Almageste/Livre I/03

Almageste
Traduction par Nicolas Halma.
Librairie scientifique J. Hermann (1p. 97-98).

CHAPITRE  III.

LA TERRE EST SENSIBLEMENT DE FORME SPHÉRIQUE DANS L’ENSEMBLE DE TOUTES SES PARTIES.

Pour concevoir que la terre est sensiblement de forme sphérique, il suffit d’observer, que le soleil, la lune et les autres astres ne se lèvent et ne se couchent pas pour tous les habitans de la terre à-la-fois, mais d’abord pour ceux qui sont à l’orient, ensuite pour ceux qui sont à l’occident. Car nous trouvons que les phénomènes des éclipses, particulièrement de la lune, qui arrivent toujours dans le même temps absolu, pour tous les hommes, ne sont pourtant pas vues aux mêmes heures, relativement à celle de midi, c’est-à-dire, aux heures également éloignées du milieu du jour ; mais que, partout, ces heures sont plus avancées pour les observateurs orientaux, et moins pour ceux qui sont plus à l’occident. Or, la différence entre les nombres des heures où les uns et les autres voient ces éclipses, étant proportionnelle aux distances de leurs lieux respectifs, on en conclura que la surface de la terre est certainement sphérique, et que de l’uniformité de sa courbure prise en totalité, il résulte que chacune de ses parties fait obstacle aux parties suivantes, et en borne la vue d’une manière semblable pour toutes.
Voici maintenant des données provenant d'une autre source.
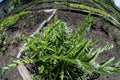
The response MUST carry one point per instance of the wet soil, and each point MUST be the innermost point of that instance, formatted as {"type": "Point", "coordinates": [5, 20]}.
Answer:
{"type": "Point", "coordinates": [102, 30]}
Il en seroit tout autrement, si la terre avoit une autre figure, comme on peut s’en convaincre par les réflexions suivantes (a).

Si la surface terrestre étoit concave, les habitans de ses parties occidentales seroient les premiers qui verroient les astres se lever ; si elle étoit plane, tous ses habitans ensemble et à-la-fois les verroient se lever et se coucher ; si elle étoit composée de triangles, de quadrilatères ou de polygones de quelqu’autre figure, tous les habitants d’une même face plane verroient les phénomènes dans le même temps ; chose qui toutefois ne paroît pas avoir lieu. Il est certain aussi, que la terre n’est pas un cylindre dont la surface regarde le levant et le couchant, et dont les bases soient tournées vers les poles du monde, conjecture qu’on pourroit juger plus vraisemblable ; car, si cela étoit, les habitans de la surface convexe ne verroient pas perpétuellement de certaines étoiles ; mais ou elles se lèveroient et se coucheroient entièrement, ou les mêmes à égale distance les unes d’un pole, les autres de l’autre, seroient toujours invisibles pour tous. Cependant, plus nous avançons vers les ourses, plus nous découvrons d’étoiles qui ne se couchent jamais, tandis que les australes disparaissent à nos yeux dans la même proportion. Ensorte qu’il est encore évident, qu’ici, par un effet de la courbure uniforme de la terre, chaque partie fait obstacle aux parties latérales suivantes, de la même manière ; ce qui prouve que la terre a dans tous les sens une courbure sphérique (b). Enfin sur mer, si, de quelque point que ce soit, et dans toute direction quelconque, nous voguons vers des montagnes, ou d’autres lieux élevés, nous voyons ces objets comme sortir de la mer où ils étoient auparavant cachés par la courbure de la surface de l’eau.